Иду по берегу водохранилища, присматриваюсь. Солнце быстро поднимается над горизонтом. От кромки воды к обрывам не спеша ковыляют молодые жабы и деловито прячутся во всевозможные укрытия. Вдоль самого берега возле воды тянется серо-желтая каемка. Она сплошь состоит из комариков и линочных шкурок их личинок. Погибая после откладки яиц, насекомые падали в воду, и их трупики прибивало к берегу. Значит, и для жаб нашлась здесь обильная пища, вот почему их здесь развелось так много. И еще новость! С каждой минутой на берегу появляются жуки-чернотелки. Длинноногие, шустрые, они поспешно и деловито патрулируют вдоль кромки берега, иногда останавливаются и гложут трупики комариков. Чернотелки, исконные жители пустыни, изменили свое поведение так же, как и пауки и жабы, тоже приспособились питаться дарами озера, и не случайно их путь лежит только по самой кромке воды. Кроме длинноногой чернотелки тем же ремеслом пожирателей комариков и их личинок занимается еще и другая обыденнейшая в пустыне чернотелка, поменьше размерами и более коротконогая. Так вот почему так много здесь стало этих жуков и у берега озера.
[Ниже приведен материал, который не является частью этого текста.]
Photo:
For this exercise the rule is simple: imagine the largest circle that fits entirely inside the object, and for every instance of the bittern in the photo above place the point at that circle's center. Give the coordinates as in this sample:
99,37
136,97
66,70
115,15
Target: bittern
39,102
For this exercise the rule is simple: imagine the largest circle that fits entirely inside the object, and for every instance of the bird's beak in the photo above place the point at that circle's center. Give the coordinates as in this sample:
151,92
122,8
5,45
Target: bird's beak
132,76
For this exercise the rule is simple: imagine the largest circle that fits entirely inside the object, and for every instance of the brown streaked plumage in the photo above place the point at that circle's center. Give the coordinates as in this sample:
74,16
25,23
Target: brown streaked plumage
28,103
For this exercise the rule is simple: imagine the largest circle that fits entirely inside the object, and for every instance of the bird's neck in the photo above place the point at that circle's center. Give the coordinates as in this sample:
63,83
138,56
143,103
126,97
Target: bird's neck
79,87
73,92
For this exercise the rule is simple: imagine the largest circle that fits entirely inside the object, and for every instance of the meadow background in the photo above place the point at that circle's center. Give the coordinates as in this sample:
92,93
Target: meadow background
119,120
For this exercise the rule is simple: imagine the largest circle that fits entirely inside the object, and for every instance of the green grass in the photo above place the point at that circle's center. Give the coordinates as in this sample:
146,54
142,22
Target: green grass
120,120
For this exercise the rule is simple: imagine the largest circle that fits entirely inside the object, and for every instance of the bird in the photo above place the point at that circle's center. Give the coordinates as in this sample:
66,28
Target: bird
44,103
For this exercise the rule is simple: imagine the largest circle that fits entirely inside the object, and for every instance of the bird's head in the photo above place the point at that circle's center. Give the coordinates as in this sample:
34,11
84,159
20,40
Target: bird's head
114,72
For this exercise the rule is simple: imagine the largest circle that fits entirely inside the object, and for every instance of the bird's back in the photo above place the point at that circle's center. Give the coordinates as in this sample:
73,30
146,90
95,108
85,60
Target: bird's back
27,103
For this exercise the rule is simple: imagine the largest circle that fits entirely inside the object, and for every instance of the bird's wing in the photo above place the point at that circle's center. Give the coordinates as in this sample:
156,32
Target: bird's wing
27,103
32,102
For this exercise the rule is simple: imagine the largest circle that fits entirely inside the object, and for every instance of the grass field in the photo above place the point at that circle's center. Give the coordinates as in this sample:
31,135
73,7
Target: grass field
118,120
Хорошо помню эти обрывы, обработанные волнами. Они сложены из щебня и глины — продуктов разрушения гор, вынесенных селевыми потоками и талыми водами. Геологи называют их пролювием. Два года назад я нашел в этих обрывах следы древнейших костров. Сейчас, приглядываясь к этим обрывам, вижу необычное. Рыхлые прослойки песка и глины, кое-где тянущиеся среди щебня в обрывах, все изрешечены многочисленными норками. Прежде их не было. Вынимаю из полевой сумки лопаточку и принимаюсь за раскопку. Вместе с песком и мелким гравием на берег вываливается множество коричнево-желтых, почти взрослых уховерток. Им не нравится яркий свет и горячее солнце. Они с величайшей поспешностью разбегаются в стороны, прячутся во всевозможные укрытия и, прежде всего, в уцелевшие от моей раскопки норки. Их здесь тысячи, нет, сотни тысяч, а может быть и миллионы. Эта уховертка хорошо мне знакома. Она живет по берегам водоемов, привязана к воде, за что и получила название Прибрежной, по латыни Labidura riparia. Она жила прежде и по берегам реки Или, но была малочисленна, рыла норки на песчаных косах, чаще всего начиная свое убежище строить под камушком, валежинкой или под каким-либо другим твердым прикрытием. Но жила поодиночке, никаких коллективных скоплений не устраивала и в таком изобилии никогда не была.